Turkey Probably Hasn’t Found the Rare Earth Metals It Says It Has


With a gaping tunnel carved deep into the rock behind him, the Turkish energy and natural resources minister, Fatih Dönmez, took to his podium to reveal the big news. He proudly announced that the ground below his feet was positively bursting with rare earth elements—694 million tons’ worth. Enough to rival China, he added.

In the two weeks since, breathless news stories have hailed Turkey’s “discovery” of this gargantuan bounty. “Move over China,” one report read.

There are 17 rare earth elements, and many of them make their way into a bewildering list of high-tech products—from cameras to telescopes, x-ray machines, and missile guidance systems. Take neodymium, used to make magnets in the motors of electric vehicles and wind turbines. Or cerium, which is an important material in catalytic converters. Some rare earth elements get added to metal alloys to strengthen them.

Because they’re used in so many important products, they are of “strategic significance for the economic and military security of the West,” a paper published by Germany’s Federal Academy for Security Policy states.

And while there are actually plentiful deposits of these prized elements scattered around the globe, to date no one has rivaled China when it comes to extracting and processing them. Seventy-eight percent of all rare earth materials imported to the United States between 2017 and 2020 originated in China, according to the US Geological Survey. China also produces more than 80 percent of the world’s total rare earth refined products—compounds of these metals that are easily processed further and have all sorts of uses. The rest of the world more or less relies on China for its supply of these materials, though the country is also the largest consumer of rare earth elements.

That Turkey’s deposits could potentially upend this situation makes for a good headline. But we should take it with a sizable pinch of salt, says Kathryn Goodenough, principal geologist at the British Geological Survey. “The idea that this is some massive new reserve that we didn’t know of before is just plain wrong,” she says, adding that without a formal estimation of these resources that meets the standards of the global mining industry, it’s impossible to know the full extent of the recoverable, high-grade rare earth elements present in Turkey—and that’s what really matters.
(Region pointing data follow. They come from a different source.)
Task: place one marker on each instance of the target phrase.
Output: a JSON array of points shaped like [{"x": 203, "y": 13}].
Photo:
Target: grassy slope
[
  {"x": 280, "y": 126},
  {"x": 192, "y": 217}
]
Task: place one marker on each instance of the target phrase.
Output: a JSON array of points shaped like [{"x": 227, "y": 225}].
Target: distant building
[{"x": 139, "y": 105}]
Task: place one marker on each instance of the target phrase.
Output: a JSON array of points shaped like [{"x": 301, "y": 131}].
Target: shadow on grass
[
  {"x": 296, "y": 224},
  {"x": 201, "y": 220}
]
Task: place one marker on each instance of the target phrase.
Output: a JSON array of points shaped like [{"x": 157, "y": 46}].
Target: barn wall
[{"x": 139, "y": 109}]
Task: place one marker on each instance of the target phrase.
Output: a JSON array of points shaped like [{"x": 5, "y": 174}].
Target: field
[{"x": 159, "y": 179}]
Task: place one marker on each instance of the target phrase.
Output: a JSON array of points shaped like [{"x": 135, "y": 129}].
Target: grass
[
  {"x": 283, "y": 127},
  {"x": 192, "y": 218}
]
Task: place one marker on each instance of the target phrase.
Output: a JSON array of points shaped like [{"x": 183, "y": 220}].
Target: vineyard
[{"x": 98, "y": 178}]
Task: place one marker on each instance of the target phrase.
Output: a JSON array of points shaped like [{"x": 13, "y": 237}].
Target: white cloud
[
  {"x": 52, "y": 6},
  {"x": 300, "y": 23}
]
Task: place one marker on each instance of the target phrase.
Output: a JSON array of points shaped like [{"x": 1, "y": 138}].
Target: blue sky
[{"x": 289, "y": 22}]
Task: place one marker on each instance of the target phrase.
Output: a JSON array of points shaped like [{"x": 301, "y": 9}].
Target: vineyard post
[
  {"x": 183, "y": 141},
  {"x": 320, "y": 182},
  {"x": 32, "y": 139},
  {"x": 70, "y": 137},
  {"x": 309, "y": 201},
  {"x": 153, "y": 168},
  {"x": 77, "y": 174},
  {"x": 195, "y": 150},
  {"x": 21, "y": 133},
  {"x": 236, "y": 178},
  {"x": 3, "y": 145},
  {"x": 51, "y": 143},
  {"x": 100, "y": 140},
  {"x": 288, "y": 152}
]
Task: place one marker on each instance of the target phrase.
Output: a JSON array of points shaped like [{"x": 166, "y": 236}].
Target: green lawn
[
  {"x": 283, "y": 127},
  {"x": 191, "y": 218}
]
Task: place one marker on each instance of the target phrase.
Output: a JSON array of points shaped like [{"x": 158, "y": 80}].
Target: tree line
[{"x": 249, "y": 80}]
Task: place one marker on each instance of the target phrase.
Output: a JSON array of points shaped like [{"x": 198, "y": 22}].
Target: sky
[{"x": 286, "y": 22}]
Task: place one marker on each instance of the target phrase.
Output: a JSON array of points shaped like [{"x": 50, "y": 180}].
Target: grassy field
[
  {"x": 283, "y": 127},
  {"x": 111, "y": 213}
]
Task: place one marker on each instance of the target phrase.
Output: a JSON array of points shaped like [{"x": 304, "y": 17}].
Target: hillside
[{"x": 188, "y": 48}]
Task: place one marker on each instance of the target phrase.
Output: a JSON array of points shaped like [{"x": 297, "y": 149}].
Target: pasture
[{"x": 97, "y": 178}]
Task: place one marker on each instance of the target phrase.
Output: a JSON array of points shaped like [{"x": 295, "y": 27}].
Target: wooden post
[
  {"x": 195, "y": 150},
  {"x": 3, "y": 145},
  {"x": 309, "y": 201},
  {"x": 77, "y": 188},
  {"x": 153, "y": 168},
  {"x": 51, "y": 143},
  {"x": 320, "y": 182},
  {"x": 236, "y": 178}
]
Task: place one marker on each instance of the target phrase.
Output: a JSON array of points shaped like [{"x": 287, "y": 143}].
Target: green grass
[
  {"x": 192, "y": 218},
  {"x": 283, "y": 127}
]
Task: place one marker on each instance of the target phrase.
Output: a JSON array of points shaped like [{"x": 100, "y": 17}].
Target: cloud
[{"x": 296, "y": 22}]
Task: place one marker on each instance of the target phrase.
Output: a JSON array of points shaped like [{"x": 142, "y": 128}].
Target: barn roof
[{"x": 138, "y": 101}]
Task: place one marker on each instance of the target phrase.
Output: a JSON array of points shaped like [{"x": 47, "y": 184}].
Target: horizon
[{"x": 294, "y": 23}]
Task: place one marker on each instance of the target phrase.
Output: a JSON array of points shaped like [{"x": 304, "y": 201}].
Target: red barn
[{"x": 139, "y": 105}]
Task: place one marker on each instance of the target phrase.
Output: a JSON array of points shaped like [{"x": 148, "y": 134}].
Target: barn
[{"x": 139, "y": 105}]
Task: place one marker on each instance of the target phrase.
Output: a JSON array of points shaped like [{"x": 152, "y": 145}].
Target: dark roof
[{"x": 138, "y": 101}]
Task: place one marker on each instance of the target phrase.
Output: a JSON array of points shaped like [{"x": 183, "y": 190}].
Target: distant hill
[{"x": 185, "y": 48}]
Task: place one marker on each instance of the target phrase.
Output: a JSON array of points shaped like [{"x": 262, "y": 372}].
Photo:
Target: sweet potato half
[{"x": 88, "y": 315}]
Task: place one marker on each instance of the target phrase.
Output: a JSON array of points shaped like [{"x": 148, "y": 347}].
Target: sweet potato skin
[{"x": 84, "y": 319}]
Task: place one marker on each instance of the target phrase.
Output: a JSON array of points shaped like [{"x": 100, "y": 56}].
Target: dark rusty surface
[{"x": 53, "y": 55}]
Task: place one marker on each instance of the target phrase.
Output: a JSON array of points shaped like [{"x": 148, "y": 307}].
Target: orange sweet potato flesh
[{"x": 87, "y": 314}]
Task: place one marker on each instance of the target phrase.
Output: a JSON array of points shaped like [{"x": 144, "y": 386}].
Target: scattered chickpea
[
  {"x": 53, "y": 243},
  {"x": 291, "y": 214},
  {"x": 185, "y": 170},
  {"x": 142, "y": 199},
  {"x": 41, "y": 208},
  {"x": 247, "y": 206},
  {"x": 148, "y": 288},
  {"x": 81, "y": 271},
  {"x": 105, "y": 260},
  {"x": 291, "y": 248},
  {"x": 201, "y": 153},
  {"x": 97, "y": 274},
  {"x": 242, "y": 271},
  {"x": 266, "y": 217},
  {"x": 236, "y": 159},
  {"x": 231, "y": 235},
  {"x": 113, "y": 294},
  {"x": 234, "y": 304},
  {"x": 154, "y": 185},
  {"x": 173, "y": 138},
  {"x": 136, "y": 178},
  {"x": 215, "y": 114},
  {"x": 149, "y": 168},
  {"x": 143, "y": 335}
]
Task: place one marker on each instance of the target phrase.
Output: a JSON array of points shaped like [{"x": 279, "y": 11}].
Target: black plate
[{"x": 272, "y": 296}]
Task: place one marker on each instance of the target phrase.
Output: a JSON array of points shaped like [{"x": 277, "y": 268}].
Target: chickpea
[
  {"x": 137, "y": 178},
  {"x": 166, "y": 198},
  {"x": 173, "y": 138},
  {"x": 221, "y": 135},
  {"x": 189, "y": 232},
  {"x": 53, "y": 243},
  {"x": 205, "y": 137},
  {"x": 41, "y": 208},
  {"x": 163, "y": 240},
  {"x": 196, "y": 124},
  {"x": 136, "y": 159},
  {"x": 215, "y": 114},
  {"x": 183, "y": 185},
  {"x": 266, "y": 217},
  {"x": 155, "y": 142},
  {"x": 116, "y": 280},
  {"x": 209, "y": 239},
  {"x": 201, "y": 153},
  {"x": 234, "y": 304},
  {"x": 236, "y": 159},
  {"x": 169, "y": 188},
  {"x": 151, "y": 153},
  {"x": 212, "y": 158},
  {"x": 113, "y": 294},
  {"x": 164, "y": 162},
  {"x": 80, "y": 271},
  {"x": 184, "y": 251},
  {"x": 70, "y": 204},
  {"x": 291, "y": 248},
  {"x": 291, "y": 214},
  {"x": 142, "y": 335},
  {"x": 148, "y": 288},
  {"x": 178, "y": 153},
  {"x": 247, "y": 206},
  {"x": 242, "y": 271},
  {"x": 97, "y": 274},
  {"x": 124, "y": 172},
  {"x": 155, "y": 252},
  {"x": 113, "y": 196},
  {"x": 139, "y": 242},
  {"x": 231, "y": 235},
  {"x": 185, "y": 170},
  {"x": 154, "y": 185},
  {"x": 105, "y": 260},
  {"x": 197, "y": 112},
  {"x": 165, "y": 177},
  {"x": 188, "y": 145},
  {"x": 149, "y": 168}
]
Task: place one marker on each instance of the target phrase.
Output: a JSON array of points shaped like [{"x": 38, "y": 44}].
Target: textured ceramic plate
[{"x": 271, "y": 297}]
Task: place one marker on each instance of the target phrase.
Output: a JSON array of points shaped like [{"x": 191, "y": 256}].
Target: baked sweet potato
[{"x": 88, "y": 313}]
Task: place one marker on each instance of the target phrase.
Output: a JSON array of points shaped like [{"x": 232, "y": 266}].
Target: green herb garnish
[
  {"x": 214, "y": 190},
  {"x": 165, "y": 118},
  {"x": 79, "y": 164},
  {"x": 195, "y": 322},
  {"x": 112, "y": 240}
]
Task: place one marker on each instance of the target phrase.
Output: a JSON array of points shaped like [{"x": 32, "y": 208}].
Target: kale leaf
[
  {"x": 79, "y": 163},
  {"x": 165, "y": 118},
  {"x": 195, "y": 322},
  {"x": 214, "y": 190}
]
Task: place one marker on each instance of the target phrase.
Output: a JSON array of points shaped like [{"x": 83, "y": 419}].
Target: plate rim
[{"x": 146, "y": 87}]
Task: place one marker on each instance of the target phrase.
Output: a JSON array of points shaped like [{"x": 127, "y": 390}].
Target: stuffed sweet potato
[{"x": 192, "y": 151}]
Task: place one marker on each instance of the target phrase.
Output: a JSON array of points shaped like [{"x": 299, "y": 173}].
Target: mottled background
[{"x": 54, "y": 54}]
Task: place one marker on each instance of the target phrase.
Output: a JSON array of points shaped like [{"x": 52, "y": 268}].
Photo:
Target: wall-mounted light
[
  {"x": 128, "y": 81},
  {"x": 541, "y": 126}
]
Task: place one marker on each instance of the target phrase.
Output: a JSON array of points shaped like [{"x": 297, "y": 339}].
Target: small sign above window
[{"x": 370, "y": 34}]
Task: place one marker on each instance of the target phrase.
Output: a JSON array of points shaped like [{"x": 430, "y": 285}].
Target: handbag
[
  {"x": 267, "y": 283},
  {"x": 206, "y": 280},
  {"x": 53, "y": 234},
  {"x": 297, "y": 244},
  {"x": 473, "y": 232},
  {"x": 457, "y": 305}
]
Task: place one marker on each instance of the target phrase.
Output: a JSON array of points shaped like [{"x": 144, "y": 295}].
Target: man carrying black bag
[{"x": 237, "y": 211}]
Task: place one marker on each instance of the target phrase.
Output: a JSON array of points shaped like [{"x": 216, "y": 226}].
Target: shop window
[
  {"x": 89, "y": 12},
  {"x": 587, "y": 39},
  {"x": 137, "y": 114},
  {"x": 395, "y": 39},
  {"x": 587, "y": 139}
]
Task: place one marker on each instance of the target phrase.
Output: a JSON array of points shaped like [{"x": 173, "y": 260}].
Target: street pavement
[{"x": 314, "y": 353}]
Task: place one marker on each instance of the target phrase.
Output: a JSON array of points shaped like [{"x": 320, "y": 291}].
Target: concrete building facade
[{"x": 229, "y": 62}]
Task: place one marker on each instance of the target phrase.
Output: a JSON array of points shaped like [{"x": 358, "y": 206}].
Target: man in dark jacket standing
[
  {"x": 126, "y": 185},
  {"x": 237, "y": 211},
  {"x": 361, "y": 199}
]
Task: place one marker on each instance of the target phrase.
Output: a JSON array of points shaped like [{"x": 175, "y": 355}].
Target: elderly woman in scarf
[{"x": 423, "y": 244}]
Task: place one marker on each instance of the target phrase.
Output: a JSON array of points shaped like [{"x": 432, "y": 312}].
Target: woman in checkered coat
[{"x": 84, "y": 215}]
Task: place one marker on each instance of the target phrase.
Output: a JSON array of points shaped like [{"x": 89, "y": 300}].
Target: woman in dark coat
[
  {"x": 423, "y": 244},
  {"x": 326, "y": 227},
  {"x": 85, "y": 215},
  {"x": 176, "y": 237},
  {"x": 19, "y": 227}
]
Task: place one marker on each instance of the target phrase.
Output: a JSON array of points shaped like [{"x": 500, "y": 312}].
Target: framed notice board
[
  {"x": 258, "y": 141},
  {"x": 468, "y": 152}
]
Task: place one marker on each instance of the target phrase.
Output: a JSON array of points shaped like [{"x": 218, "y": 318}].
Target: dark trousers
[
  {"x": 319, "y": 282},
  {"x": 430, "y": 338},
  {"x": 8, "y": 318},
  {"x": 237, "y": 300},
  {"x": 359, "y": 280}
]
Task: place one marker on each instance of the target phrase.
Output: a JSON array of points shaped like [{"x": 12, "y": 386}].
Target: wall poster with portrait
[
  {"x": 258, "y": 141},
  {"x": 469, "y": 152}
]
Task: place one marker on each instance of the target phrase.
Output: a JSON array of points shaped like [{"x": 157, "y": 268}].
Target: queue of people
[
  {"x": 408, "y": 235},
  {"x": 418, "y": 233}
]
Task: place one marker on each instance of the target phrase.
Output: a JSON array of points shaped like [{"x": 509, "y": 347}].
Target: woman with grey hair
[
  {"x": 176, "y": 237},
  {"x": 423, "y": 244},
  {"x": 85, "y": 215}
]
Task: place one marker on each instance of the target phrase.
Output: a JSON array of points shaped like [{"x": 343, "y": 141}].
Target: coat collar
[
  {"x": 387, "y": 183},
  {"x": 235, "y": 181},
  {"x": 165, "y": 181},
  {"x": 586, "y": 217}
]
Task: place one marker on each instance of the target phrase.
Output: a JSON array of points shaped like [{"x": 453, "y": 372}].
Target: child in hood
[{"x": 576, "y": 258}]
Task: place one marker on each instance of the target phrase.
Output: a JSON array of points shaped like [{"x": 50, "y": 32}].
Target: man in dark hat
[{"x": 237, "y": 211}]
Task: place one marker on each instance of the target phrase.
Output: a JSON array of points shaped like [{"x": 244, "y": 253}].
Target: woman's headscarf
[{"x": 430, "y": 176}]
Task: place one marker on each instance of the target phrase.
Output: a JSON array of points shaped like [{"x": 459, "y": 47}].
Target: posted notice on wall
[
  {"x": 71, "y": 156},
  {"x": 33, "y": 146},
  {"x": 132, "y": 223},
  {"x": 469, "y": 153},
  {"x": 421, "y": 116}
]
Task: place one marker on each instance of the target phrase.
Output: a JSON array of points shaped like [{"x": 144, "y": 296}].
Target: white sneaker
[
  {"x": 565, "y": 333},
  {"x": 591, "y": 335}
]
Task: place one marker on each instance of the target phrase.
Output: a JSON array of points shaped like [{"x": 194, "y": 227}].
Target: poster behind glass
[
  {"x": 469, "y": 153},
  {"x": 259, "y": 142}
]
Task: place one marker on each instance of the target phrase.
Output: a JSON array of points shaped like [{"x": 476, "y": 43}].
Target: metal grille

A story in the Global Times, a publication owned by the Chinese Community Party, included a statement from the state-backed Bao Gang United Steel Group that critiqued the Turkish energy minister’s claims. “If the reserves are in the form of rare earth oxides, such scale of reserve should rank number one in the world, ahead of China,” the comment read, referring to the refined compounds containing these metals that are readily consumed by various industries worldwide. The alleged 694 million tons likely refers instead to preprocessed minerals, the statement continued. (Only after painstaking processing of these minerals are you left with the sought-after metal oxides.)